Prima di tutto a proposito del cenno autobiografico sul Di
Capua da me richiamato a p. 39:
« Non ho fatte ancora ricerche speciali sulle derivazioni del Vico
da Tommaso Cornelio. Ma quanto a Lionardo di Capua (che
abitava a Napoli a pochi passi dalla casuccia del Vico, a San Biagio
dei Librai), posso affermare di sicuro che il Vico nella sua gioventù
fu un fervente ‘ capuista e che il giudizio non favorevole dato
nell 'Autobiografia sullo scetticismo del Di Capua è, al solito,
anacronistico; e cioè rappresenta lo stato d’animo del Vico nel
1728, non nel 1695. Tutto ciò è mostrato nella terza puntata
del mio lavoro Per la biografia, ove, tra altri argomenti, son
messi in rilievo questi:
« a) la prosa giovanile del Vico (periodo, costruzione, termi¬
nologia e giro di frase) è modellata esattamente su quella di
Lionardo di Capua;
« b) ancora nel 1715-17 il Vico era (almeno letterariamente)
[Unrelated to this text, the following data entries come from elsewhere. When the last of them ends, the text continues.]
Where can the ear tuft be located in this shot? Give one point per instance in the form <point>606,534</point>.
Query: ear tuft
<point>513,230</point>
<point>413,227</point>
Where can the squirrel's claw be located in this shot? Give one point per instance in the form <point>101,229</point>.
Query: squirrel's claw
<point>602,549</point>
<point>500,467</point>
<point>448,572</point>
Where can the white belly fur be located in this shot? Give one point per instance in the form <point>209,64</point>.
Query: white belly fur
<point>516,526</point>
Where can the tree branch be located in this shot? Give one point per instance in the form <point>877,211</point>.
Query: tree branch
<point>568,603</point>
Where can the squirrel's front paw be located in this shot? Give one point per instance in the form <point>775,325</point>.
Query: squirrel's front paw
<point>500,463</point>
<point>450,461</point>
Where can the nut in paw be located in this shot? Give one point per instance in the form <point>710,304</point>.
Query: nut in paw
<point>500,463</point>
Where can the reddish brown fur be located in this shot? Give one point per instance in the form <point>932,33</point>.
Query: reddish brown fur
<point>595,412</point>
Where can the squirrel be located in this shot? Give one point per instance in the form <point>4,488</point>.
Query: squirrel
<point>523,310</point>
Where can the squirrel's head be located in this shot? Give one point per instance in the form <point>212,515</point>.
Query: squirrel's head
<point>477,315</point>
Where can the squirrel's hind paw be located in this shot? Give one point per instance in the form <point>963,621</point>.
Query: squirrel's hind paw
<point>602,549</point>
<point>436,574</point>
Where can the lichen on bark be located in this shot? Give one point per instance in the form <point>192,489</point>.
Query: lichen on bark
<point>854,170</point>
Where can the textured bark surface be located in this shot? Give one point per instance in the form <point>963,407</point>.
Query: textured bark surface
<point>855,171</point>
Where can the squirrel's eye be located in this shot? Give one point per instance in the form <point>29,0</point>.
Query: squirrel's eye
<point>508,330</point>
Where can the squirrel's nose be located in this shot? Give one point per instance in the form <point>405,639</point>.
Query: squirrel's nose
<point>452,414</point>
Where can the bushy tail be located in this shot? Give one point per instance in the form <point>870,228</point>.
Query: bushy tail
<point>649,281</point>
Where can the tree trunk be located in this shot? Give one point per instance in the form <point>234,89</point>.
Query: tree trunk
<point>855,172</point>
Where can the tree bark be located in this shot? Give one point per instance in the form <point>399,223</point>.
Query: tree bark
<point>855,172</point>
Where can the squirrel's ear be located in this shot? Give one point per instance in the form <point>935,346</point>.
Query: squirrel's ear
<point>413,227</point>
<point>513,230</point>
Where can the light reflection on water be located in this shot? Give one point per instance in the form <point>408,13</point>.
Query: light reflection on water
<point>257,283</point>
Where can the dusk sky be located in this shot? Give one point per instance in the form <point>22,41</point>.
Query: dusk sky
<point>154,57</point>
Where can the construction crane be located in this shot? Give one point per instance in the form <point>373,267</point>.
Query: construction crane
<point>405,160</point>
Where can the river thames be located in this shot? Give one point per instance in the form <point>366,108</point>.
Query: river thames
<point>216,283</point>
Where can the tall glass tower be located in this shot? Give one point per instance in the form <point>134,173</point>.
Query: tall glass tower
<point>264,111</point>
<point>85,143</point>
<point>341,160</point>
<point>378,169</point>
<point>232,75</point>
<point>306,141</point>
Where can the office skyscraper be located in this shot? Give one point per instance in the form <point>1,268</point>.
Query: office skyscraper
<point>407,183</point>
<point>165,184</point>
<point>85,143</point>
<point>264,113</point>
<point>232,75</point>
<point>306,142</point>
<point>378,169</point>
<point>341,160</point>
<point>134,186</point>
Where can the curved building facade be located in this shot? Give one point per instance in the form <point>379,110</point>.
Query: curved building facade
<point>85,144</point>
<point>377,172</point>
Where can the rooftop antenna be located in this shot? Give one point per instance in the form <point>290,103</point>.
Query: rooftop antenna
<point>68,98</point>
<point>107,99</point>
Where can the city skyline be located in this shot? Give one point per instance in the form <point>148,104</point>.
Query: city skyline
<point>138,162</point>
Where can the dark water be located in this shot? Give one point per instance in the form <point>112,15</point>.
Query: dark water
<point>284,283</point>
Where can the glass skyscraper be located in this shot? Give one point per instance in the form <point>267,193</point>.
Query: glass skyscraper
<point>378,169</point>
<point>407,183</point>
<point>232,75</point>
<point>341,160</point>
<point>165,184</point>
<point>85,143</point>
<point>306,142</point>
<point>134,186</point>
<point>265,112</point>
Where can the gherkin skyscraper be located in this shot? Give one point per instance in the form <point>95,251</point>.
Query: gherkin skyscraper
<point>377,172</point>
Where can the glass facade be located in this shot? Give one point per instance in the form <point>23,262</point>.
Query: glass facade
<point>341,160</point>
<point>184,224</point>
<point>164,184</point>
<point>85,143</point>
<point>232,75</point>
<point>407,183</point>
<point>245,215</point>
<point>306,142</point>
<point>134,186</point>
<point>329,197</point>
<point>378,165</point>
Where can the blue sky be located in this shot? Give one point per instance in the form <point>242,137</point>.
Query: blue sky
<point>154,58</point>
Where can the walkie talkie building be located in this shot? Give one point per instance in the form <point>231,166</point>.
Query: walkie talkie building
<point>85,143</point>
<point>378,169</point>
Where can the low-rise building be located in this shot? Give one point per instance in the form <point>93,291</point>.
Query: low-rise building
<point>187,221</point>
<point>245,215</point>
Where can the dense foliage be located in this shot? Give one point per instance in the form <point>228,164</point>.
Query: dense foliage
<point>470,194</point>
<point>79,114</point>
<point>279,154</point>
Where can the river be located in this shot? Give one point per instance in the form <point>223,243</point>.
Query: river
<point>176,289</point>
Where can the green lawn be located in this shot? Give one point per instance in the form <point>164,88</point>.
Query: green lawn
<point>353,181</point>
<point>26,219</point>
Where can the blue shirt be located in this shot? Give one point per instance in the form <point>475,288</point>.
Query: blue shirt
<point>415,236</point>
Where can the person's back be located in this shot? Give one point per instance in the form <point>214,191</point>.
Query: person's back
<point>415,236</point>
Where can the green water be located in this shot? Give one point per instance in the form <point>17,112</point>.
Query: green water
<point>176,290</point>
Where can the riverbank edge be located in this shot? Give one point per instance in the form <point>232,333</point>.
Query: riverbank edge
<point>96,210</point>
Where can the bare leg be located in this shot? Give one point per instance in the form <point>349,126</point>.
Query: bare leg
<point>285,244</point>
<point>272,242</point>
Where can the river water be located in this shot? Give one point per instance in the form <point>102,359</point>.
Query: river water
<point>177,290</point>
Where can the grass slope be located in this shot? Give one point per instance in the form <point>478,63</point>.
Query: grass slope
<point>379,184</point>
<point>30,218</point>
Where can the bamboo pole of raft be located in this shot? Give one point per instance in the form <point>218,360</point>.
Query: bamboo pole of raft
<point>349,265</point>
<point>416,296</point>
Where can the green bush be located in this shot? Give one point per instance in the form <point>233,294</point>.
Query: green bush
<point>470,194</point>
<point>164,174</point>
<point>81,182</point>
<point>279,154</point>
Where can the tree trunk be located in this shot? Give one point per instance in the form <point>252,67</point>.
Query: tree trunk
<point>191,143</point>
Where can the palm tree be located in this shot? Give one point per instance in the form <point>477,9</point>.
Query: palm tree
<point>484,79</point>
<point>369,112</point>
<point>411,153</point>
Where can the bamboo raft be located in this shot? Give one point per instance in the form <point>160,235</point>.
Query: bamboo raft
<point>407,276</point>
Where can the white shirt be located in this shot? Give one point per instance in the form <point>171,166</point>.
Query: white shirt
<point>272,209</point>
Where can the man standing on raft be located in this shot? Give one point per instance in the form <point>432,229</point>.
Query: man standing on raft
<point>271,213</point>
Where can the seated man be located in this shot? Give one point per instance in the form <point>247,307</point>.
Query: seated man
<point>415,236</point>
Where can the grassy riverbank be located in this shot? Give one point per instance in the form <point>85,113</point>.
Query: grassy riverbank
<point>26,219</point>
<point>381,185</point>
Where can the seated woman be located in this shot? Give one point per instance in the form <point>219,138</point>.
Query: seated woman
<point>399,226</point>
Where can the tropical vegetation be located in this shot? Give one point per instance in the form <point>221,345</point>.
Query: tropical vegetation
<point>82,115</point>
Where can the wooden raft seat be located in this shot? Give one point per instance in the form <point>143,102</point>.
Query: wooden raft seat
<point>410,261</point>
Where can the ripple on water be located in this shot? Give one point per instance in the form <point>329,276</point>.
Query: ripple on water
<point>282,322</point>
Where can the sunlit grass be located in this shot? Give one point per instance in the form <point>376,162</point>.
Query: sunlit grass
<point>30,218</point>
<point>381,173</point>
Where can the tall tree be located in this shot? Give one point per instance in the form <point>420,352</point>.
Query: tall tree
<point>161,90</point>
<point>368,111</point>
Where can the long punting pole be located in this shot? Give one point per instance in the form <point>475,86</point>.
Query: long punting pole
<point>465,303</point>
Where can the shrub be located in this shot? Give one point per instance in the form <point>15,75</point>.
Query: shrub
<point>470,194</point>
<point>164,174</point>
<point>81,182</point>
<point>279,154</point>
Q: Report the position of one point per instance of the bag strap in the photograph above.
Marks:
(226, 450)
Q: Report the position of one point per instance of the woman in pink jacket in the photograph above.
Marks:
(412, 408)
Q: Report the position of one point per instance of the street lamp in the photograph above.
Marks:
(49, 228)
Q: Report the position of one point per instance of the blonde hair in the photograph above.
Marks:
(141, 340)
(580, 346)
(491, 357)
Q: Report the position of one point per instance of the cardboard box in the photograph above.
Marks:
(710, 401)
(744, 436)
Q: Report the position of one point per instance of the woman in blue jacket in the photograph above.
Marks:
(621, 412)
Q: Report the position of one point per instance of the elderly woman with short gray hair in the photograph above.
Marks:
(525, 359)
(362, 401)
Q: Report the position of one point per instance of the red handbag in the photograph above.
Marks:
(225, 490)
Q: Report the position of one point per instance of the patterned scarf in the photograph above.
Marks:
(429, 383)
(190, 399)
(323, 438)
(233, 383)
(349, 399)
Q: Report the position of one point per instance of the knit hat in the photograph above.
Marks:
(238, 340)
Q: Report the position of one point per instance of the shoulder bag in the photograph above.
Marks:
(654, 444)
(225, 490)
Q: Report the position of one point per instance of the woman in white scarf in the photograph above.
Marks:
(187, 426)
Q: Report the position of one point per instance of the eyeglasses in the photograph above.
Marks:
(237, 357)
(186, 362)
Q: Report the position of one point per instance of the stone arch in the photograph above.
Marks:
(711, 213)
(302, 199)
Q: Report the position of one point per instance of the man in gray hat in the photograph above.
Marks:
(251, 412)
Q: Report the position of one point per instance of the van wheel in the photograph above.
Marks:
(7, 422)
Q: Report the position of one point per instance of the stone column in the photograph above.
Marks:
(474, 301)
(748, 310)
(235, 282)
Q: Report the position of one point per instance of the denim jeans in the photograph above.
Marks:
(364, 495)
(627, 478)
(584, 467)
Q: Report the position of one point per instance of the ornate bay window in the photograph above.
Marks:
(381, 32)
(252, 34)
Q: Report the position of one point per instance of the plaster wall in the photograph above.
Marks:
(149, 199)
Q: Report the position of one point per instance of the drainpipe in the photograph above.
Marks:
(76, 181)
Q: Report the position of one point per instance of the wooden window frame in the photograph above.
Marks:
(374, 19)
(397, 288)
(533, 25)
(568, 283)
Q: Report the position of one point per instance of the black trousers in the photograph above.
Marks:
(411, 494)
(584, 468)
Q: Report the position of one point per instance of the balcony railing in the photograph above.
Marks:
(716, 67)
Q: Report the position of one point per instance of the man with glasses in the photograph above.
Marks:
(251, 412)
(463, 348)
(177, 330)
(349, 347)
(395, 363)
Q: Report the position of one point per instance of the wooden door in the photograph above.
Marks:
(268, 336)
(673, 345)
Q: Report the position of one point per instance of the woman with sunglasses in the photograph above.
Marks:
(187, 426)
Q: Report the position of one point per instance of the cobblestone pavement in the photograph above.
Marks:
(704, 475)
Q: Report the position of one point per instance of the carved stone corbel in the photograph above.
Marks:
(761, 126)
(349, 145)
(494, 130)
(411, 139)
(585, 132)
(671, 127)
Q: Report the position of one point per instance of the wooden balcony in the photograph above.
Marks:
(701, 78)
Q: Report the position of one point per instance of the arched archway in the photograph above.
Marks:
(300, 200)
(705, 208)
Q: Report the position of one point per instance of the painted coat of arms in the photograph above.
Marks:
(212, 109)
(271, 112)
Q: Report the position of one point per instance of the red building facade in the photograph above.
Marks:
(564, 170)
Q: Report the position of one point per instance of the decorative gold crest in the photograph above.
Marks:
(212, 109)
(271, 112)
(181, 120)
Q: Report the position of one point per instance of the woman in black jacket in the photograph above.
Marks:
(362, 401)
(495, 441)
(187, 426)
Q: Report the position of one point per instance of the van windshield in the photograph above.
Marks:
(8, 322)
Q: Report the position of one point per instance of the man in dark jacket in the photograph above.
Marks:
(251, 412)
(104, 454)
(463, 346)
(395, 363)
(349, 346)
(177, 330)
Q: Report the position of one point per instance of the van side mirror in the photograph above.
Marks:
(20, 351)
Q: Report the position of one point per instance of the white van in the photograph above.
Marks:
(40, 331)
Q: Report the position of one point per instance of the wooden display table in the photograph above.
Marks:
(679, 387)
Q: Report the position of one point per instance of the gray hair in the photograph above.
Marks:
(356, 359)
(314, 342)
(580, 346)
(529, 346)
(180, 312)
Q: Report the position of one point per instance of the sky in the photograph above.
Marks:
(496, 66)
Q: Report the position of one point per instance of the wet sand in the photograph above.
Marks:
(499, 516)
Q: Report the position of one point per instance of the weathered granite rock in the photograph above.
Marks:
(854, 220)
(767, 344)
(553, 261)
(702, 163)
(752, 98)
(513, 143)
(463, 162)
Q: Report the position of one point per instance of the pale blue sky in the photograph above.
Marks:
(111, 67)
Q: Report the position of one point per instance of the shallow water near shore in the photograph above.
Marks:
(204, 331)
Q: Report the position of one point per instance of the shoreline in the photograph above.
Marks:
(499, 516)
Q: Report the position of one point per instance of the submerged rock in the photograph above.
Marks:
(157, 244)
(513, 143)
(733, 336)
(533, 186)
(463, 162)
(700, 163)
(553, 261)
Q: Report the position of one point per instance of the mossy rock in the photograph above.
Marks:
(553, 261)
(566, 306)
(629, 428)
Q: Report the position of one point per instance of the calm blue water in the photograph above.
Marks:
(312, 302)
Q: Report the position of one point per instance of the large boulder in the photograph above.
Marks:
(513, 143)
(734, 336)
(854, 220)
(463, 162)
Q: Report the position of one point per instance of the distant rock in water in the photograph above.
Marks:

così capuista, da ricalcare la sua Vita di Antonio Car afa sulla
Vita di Andrea Cantelmo del Di Capua (fu già osservato anche
dal Croce nel suo scritto sulla Vita di Antonio Carafa);
« c) nella famosa disputa tra il Di Capua e l’Aulisio, che per
anni tenne divisa la Napoli dotta in due partiti avversissimi, che
polemizzarono tra loro nel modo più violento, il Vico, insieme
con altri suoi amici capuisti, si schierò risolutamente accanto al
Di Capua; tanto che per parecchi anni l’Aulisio gli serbò il broncio
e gli perdonò soltanto nel 1709, dopo che il Vico ebbe pubblicato
il De studiorum ralione (cfr. Autobiografia, p. 33).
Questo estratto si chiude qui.